I love using cast iron for a consistently even crust—grab a cast iron skillet if you don’t have one yet. For oven recipes, lining pans with parchment paper keeps the bottoms crisp and cleanup simple.
Scroll through 22 crunchy, flavor-packed ideas and pick a method that fits your kitchen. Each recipe includes full ingredients, precise temps and times, and realistic tips so your next batch turns out golden and totally addictive.
1. Classic Buttermilk Crispy Chicken Tenderloin Recipes
This is the crunchy comfort-food version: tangy buttermilk makes the meat tender, and a seasoned flour-coating crisps to a deep golden brown. The texture is airy-crunchy with a slightly tangy finish. Perfect for dunking in ketchup or honey mustard, and great for family dinners.
Ingredients
- 1 1/2 lbs chicken tenderloins
- 2 cups buttermilk
- 2 tsp kosher salt, divided
- 1 tsp black pepper, divided
- 2 cups all-purpose flour
- 1/2 cup cornstarch
- 1 tbsp paprika
- 1 tsp garlic powder
- 1 tsp onion powder
- 2 large eggs, beaten
- Vegetable oil for frying (enough for 1/2-inch depth)
Instructions
- Season tenderloins with 1 tsp salt and 1/2 tsp pepper. Place in a bowl and cover with buttermilk. Chill at least 1 hour, up to overnight.
- In a shallow bowl, whisk flour, cornstarch, paprika, garlic and onion powders, remaining salt and pepper.
- Set up a dredging station with buttermilk-soaked chicken, beaten eggs, and flour mixture.

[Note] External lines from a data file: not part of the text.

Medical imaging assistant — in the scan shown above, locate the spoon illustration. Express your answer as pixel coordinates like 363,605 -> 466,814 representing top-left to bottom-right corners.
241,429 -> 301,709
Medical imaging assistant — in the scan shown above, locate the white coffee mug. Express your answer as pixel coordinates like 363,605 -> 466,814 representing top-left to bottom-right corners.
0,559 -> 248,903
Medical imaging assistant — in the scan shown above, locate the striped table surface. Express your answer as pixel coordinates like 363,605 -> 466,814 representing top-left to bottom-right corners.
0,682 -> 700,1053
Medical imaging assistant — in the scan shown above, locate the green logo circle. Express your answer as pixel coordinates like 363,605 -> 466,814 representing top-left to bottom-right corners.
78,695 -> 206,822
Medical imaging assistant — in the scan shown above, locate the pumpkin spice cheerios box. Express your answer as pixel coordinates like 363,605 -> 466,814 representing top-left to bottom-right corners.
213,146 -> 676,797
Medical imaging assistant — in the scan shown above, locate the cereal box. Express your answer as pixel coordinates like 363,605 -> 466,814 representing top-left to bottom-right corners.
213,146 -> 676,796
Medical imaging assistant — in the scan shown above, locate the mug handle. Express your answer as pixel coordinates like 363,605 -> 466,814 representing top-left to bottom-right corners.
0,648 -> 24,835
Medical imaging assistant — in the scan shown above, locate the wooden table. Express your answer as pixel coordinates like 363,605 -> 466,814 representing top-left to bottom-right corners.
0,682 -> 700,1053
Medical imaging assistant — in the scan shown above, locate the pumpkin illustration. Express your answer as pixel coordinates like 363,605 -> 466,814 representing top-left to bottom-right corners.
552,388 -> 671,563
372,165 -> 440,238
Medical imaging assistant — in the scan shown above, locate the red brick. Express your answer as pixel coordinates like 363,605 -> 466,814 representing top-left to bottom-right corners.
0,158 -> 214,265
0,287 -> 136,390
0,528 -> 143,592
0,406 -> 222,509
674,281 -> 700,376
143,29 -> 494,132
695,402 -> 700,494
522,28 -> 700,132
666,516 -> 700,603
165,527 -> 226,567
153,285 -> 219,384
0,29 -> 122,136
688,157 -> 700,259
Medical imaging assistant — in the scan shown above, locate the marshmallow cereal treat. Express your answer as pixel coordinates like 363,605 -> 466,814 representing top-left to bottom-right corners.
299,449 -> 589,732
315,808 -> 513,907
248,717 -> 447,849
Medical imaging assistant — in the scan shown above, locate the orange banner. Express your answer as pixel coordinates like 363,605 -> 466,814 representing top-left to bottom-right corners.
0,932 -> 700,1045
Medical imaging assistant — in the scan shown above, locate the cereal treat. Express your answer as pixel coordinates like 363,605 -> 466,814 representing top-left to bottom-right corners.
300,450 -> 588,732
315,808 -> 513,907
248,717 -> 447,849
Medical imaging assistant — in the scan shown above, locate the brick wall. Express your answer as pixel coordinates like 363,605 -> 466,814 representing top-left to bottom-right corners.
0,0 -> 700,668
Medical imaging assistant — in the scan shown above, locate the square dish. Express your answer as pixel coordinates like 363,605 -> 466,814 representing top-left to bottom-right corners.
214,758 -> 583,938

- Heat 1/2-inch oil in a cast iron skillet over medium-high until it reads 350°F on your thermometer.
- Dredge each tenderloin in flour, dip in egg, dredge again. Shake off excess.
- Fry in batches, 2–3 minutes per side, until golden and internal temp reaches 165°F. Avoid overcrowding.
- Transfer to a wire rack to rest for 5 minutes (keeps crust crisp).
- Taste test one for doneness—juices should run clear.
How to Serve It
Serve on a lined platter with lemon wedges and your favorite dips. Garnish with chopped parsley and flaky sea salt for contrast. These keep crisp for up to 2 days in the fridge in airtight containers; reheat on a hot skillet to restore crunch. Make-ahead: marinate overnight, dredge just before frying. Pairs well with coleslaw or crispy fries.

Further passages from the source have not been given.